Tomorrow, I go in for pre-surgery bloodwork and an information session, head to Cosmopolis for the long weekend, and then I have my hysterectomy on Tuesday afternoon. I've been nothing but whiny when writing about this cancer thing, so I thought that I should write something positive before I am freed from this journey through cancerland. Nothing sucks completely.

Even if I were to be run over by a lawn mower, I am sure that the newly cut grass would still smell sweet.
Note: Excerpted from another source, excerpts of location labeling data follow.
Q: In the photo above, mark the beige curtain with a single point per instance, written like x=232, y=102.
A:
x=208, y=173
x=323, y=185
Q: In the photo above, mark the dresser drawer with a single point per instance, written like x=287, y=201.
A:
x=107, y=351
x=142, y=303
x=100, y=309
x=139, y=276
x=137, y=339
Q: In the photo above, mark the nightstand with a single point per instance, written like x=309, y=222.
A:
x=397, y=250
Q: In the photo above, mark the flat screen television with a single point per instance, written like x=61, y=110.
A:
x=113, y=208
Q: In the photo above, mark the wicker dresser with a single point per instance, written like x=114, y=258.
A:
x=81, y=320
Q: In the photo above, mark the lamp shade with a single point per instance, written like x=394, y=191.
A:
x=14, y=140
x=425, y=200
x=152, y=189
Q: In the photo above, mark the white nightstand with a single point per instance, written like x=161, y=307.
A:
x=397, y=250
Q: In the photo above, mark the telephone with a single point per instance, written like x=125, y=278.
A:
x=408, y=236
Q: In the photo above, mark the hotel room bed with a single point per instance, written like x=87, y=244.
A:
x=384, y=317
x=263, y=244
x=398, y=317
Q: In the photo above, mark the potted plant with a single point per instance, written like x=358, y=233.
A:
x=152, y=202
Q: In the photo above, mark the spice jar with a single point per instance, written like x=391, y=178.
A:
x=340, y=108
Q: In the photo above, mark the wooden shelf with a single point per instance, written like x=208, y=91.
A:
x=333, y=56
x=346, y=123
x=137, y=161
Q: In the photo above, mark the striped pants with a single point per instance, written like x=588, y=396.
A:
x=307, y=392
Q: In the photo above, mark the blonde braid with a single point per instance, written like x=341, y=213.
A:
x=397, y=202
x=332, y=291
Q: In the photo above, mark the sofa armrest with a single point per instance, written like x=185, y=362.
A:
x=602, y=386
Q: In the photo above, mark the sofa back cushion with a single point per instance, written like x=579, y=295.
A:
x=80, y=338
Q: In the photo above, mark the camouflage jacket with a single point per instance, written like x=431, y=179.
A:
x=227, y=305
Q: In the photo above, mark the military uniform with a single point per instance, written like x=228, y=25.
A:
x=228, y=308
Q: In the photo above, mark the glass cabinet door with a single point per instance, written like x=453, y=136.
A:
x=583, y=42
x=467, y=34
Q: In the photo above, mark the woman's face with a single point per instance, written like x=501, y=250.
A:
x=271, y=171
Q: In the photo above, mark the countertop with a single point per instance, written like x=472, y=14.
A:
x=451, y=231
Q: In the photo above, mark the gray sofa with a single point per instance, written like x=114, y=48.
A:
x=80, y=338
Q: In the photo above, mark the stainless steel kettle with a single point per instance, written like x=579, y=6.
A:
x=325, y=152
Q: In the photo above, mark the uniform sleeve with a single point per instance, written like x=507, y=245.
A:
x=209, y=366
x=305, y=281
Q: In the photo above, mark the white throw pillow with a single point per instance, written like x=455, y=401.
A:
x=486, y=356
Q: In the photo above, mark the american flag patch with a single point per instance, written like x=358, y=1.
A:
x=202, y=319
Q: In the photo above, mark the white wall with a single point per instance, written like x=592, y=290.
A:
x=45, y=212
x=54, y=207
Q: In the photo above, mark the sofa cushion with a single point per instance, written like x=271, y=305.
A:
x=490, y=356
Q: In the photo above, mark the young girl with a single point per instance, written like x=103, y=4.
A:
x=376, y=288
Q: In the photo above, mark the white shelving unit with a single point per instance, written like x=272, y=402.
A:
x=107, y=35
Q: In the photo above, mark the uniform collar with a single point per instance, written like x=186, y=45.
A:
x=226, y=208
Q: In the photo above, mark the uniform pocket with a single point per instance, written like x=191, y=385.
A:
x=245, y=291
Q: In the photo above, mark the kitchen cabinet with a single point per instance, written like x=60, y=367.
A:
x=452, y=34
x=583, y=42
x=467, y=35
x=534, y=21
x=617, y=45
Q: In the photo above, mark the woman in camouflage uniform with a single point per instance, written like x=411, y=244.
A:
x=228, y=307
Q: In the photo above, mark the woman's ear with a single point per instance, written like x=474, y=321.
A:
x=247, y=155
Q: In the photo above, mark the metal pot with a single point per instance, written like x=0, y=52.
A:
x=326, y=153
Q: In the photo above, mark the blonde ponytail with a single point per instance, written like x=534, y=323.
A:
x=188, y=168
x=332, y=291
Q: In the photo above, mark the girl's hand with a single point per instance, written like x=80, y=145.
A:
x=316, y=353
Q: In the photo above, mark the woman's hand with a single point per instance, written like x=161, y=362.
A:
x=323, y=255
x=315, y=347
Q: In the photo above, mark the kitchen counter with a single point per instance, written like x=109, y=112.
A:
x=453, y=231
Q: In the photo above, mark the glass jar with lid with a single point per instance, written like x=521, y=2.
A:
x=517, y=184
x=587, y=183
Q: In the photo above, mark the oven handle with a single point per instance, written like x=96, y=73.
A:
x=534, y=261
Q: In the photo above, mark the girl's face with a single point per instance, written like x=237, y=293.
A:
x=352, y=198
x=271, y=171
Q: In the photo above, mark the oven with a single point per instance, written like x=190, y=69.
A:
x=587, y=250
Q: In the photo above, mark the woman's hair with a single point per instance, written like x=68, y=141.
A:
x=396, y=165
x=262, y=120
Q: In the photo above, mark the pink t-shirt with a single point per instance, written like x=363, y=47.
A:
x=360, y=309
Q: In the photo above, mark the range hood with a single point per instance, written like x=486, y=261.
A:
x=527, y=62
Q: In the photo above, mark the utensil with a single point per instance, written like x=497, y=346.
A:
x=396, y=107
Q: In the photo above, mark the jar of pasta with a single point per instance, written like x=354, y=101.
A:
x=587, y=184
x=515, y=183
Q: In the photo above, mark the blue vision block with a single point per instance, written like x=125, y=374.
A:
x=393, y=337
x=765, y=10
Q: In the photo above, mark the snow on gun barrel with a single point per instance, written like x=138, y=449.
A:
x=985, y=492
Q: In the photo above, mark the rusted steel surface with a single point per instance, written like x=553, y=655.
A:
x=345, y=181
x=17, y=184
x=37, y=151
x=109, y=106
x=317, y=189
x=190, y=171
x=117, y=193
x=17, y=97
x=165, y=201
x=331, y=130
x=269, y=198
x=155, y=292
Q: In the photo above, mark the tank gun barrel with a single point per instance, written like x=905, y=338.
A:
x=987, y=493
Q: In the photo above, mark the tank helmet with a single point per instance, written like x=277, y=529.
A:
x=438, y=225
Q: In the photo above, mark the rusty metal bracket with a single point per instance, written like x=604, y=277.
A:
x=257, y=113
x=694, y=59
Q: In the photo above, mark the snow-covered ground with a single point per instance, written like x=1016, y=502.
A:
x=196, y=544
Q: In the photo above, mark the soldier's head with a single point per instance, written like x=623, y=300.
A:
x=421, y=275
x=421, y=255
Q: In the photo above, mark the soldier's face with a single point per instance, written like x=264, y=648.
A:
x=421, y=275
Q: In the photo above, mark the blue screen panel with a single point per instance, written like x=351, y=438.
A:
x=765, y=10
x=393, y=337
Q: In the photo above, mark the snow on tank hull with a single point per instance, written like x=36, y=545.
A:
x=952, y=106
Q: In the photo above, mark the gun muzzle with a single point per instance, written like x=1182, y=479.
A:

Good Things That Come With Cancer

  • People give you candy.
  • When you have a hysterectomy, you immediately lose 100-200 grams.
  • You can blog recumbently, and no one judges you.
  • You get way more cock than you ever thought possible.
  • Co-workers don't say anything when you freak out and shave your head.
  • Cable television suddenly seems like a justifiable expense.
  • In fact, a purse from Persnickety Design also seems like a justifiable expense.
  • Nobody asks you to do anything that might be taxing or difficult.
  • People who like cooking more than you do offer to make you meals.
  • Foot rubs are not unheard of.
  • People tell you how much you mean to them, which, despite it seeming too morbidly close to goodbye, is always excellent to hear. Who doesn't love hearing how nice they are?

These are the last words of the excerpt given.